11 mai 2010
Nous refusons que soit supprimé le droit de partir à la retraite à 60 ans, à taux plein. Nous refusons l’allongement des durées de cotisations. Il faut financer les retraites du futur. Mais il n’y a pas de fatalité. Les fonds sont là. Il s’agit d’un choix politique. Ou plus exactement, de courage politique. Car les retraites de demain seront financées si augmente le taux des cotisations retraites, et surtout l’assiette des prélèvements. La part des dividendes dans le PIB est passée de 3,2% en 1982 à 8,5 % aujourd’hui. Il faut soumettre tous les revenus distribués à cotisation, dont les dividendes, c’est-à-dire élargir l’assiette des prélèvements. Ce serait remplacer la rigueur salariale (inégalitaire) par un gramme de rigueur financière (égalitaire) en diminuant (un peu) le montant des dividendes versés aux plus gros actionnaires. Ces dividendes sont improductifs et alimentent la spéculation financière. Les réformes fiscales engagées depuis 2000 se sont, par ailleurs, traduites par un manque à gagner budgétaire de plus de 30 milliards par an en 2009. C’est vraiment « l’apothéose du coffre-fort » dont parlait Balzac ! Pour qui ? La réforme des retraites pose surtout une question simple : tous ensemble ou chacun pour soi, et chacun seul ? Car l’actuel système par répartition, hérité du Conseil National de la Résistance, organise en effet, par la solidarité inter-générationnelle, un « tous ensemble ». Les actifs du présent financent les retraites des actifs d’hier. Nous sommes tous ensemble économiquement unis. Nos destins sont liés. Nos vies sont solidaires. Tous, nous dépendons les uns des autres, avec ce partage. Et jamais il n’a été aussi utile. Maintenant que les carrières discontinues laissent augurer des retraites faibles. Maintenant que les familles se recomposant, les grand-parents jouent un rôle central. Il faut financièrement leur en donner les moyens. L’actuel système des retraites, on le voit, va au-delà de lui-même. Il cimente une civilisation : le « tous ensemble ».
Allonger les durées de cotisations revient à renforcer l’assurance individuelle pour sa propre retraite. Car chacun (s’il le peut) tentera de s’assurer individuellement, pour pallier la baisse anticipée de sa retraite. Les assureurs jubilent.
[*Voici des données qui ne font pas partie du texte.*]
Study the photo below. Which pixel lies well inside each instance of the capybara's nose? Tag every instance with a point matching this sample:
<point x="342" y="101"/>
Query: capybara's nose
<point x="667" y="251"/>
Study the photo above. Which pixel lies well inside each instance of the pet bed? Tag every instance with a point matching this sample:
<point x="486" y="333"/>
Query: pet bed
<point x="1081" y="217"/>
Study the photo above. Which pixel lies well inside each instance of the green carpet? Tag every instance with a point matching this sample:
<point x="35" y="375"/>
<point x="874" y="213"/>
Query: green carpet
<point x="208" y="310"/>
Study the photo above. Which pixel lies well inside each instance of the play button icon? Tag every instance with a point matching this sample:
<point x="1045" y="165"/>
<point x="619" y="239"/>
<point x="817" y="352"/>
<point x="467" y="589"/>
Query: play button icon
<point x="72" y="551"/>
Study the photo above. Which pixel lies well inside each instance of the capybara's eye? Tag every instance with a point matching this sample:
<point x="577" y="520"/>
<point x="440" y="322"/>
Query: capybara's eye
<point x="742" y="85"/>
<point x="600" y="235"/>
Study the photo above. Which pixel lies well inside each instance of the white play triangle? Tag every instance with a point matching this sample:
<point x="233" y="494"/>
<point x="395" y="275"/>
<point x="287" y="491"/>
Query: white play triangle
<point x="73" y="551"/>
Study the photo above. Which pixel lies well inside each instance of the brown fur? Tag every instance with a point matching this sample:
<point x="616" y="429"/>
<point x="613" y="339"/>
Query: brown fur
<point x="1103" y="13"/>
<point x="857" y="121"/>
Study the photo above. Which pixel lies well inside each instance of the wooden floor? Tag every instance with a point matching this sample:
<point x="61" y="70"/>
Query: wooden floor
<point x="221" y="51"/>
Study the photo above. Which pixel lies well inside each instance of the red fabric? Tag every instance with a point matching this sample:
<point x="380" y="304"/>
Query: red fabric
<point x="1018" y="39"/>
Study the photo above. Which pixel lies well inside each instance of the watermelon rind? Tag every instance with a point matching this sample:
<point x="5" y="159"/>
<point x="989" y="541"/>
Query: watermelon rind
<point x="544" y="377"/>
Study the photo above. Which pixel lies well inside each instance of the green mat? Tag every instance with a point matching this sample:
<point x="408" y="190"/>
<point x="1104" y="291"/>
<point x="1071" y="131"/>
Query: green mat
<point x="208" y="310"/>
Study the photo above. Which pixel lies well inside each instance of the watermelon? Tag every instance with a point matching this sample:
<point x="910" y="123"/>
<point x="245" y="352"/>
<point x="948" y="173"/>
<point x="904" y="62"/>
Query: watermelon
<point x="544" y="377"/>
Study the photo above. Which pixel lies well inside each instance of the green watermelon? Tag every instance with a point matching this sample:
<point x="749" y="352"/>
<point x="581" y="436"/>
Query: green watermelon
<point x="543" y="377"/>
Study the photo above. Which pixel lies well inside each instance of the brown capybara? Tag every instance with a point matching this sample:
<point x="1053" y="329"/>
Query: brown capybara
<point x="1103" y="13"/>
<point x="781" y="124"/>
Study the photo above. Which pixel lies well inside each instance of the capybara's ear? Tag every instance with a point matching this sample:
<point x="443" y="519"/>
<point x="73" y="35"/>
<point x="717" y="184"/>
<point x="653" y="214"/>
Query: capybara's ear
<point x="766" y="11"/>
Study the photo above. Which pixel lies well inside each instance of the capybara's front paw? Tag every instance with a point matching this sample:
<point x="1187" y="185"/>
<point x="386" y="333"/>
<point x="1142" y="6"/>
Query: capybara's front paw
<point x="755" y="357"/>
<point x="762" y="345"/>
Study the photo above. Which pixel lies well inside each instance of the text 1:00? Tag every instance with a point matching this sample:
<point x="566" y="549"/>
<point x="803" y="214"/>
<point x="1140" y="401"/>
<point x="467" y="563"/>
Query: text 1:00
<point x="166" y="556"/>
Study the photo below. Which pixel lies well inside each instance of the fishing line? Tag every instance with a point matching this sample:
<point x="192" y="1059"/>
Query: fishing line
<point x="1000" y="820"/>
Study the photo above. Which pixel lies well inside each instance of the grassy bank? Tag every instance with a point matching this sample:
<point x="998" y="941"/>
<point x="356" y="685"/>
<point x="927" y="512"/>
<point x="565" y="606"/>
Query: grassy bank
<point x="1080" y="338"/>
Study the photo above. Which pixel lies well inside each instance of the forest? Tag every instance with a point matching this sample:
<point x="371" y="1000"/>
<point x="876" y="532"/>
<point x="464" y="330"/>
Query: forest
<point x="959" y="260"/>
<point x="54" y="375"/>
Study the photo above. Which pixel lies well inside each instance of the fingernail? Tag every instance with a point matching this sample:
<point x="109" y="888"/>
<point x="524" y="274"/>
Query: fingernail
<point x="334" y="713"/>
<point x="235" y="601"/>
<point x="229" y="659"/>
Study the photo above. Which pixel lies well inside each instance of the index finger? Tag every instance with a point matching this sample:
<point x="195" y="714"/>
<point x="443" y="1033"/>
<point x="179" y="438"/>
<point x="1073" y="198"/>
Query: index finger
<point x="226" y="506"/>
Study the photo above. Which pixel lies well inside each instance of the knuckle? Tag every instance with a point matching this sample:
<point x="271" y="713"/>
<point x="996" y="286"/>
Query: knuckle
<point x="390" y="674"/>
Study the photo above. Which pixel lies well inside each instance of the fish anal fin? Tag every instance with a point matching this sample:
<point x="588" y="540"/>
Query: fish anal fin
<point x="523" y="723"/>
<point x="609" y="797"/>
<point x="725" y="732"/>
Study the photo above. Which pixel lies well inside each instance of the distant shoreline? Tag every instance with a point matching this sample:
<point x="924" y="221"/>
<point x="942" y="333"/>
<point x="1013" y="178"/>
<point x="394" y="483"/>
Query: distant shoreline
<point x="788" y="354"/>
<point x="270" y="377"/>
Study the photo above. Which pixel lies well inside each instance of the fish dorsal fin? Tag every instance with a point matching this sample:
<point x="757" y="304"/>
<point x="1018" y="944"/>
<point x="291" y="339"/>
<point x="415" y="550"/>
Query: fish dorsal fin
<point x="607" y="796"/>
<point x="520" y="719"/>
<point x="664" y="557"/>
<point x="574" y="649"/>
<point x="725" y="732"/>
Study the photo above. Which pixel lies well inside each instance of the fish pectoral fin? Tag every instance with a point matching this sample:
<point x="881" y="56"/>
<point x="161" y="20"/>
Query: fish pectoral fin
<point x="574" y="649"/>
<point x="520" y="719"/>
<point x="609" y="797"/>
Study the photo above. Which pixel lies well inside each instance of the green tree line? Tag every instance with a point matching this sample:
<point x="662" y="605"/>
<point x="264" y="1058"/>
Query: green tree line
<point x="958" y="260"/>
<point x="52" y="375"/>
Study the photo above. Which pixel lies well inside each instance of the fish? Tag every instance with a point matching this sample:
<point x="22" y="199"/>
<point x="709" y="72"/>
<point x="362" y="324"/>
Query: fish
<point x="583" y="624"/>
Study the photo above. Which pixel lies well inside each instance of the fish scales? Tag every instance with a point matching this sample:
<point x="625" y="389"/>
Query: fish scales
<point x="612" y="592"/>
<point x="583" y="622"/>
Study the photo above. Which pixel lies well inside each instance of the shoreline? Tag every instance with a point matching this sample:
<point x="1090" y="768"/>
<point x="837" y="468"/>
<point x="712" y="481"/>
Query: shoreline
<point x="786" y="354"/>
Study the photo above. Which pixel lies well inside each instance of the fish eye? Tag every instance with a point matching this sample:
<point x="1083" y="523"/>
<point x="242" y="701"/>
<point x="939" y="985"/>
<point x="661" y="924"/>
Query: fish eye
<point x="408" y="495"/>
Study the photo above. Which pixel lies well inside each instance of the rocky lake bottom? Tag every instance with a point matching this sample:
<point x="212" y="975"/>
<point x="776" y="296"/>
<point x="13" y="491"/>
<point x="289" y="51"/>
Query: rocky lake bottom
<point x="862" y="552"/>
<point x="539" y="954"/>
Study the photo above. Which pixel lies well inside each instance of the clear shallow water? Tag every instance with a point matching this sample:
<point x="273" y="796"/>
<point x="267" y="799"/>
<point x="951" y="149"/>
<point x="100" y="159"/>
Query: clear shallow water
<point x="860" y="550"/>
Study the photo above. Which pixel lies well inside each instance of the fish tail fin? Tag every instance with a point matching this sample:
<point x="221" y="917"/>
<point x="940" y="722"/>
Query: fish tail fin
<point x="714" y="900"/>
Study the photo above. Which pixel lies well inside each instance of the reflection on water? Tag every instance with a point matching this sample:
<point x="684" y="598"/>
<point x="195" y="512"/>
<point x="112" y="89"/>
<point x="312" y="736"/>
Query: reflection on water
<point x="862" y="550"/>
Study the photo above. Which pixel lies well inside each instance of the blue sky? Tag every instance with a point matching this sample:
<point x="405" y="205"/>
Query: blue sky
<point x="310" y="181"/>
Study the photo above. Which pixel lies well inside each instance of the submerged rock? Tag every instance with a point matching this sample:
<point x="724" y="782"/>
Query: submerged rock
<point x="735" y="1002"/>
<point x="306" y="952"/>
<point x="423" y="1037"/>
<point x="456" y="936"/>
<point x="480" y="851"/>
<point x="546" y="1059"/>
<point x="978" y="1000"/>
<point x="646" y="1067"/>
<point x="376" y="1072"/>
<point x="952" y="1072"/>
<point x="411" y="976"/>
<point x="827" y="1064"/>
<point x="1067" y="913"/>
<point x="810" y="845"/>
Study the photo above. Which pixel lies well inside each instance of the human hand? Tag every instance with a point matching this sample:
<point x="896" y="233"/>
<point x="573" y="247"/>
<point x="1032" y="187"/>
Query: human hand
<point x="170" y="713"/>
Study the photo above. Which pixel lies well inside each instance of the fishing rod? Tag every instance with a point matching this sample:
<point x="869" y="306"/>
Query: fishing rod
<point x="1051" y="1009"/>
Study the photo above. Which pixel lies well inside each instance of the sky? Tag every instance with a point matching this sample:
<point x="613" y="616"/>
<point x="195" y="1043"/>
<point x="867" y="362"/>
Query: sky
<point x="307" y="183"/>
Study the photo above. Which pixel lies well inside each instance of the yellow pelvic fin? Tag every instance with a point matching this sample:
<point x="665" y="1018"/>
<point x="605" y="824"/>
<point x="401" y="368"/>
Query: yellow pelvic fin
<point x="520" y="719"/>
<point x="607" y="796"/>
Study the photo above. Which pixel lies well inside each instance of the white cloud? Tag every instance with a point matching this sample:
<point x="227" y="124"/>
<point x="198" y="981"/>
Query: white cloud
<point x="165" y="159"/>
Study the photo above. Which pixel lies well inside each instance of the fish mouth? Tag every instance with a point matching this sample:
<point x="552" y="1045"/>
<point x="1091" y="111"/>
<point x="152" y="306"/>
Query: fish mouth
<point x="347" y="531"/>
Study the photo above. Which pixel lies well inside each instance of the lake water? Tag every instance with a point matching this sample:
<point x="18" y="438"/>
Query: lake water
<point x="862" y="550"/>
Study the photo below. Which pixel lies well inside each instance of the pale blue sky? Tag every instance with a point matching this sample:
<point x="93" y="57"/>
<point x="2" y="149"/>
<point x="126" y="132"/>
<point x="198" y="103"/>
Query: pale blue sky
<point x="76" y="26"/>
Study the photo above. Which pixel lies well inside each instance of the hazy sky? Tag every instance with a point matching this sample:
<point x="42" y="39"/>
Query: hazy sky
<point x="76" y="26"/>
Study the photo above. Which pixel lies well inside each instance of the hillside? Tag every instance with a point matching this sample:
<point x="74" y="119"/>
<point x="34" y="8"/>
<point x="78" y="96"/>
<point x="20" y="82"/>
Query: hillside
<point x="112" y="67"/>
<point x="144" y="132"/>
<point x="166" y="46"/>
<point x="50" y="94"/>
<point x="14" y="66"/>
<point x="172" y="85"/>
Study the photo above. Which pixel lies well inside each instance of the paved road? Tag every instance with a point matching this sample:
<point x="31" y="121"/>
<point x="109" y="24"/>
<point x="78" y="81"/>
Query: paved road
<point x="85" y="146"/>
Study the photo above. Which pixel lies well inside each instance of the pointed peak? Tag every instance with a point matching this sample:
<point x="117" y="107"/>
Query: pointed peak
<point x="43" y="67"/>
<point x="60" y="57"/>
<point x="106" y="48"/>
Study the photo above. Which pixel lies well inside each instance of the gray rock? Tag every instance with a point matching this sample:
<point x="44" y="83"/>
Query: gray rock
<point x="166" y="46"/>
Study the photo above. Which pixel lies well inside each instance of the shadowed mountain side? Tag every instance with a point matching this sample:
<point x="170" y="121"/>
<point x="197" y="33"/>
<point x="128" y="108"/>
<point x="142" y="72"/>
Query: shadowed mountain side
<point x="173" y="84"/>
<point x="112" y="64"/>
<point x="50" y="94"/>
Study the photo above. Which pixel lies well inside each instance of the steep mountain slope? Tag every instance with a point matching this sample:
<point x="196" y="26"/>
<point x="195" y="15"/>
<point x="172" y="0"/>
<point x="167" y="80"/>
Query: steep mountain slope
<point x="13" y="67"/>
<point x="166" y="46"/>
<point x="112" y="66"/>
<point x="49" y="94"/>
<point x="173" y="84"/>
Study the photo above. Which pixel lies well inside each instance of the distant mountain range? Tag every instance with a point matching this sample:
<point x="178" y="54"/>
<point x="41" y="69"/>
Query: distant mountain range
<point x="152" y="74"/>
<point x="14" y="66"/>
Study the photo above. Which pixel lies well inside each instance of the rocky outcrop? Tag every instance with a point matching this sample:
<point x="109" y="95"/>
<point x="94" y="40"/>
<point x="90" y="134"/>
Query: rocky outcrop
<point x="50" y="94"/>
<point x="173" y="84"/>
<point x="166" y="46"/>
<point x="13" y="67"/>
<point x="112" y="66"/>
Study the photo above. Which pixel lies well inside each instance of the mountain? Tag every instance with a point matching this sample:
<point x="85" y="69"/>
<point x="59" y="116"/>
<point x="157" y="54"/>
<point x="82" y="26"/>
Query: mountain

Mais ce serait, par ricochet, légitimer un autre modèle de civilisation : le repli sur soi, et sa propre personne comme unique horizon, un monde où chacun sera, toujours plus, séparé de tous les autres, un triste monde social formé de « reclus » à ne vivre que pour soi.
Or nos vies personnelles nous dépassent. Leur sens leur est donné par les relations qu’elles entretiennent avec toutes les autres. C’est ce qui les enrichit. Nos vies tiennent à ce que les autres leur donnent. Veut-on les réduire au seul intérêt individuel ? Au seul calcul financier de son propre intérêt individuel ? En creux, il y a ces enjeux derrière cette nouvelle réforme des retraites. Elle porte donc au-delà d’elle-même. Elle risque de porter un coup majeur à la civilisation que nous aimons. Et cette civilisation ne s’est pas mise en place d’elle-même. Elle résulte des conquêtes sociales issues des combats du passé. Elle résulte des combats de nos aînés, souvent anonymes, souvent héroïques d’abnégation. Et chacun d’entre nous, suivant son histoire propre, peut mettre cent visages, cent regards, cent grains de voix, qui lui furent personnellement des exemples dans ces combats. Ce furent des militants socialistes, communistes, syndicalistes, libertaires, chrétiens ou pas, et les rejoignirent des gaullistes sociaux. Ils sont disparus ? Pas pour nous. Beaucoup se révolteraient en voyant s’effriter les droits qu’ils ont gagné. Résister à l’actuelle réforme des retraites, c’est prolonger leurs engagements, prolonger leurs vies. Ne pas le faire, détourner le regard, serait oublier tous ceux qui, hier, ont construit la solidarité qu’ils ont laissé en héritage.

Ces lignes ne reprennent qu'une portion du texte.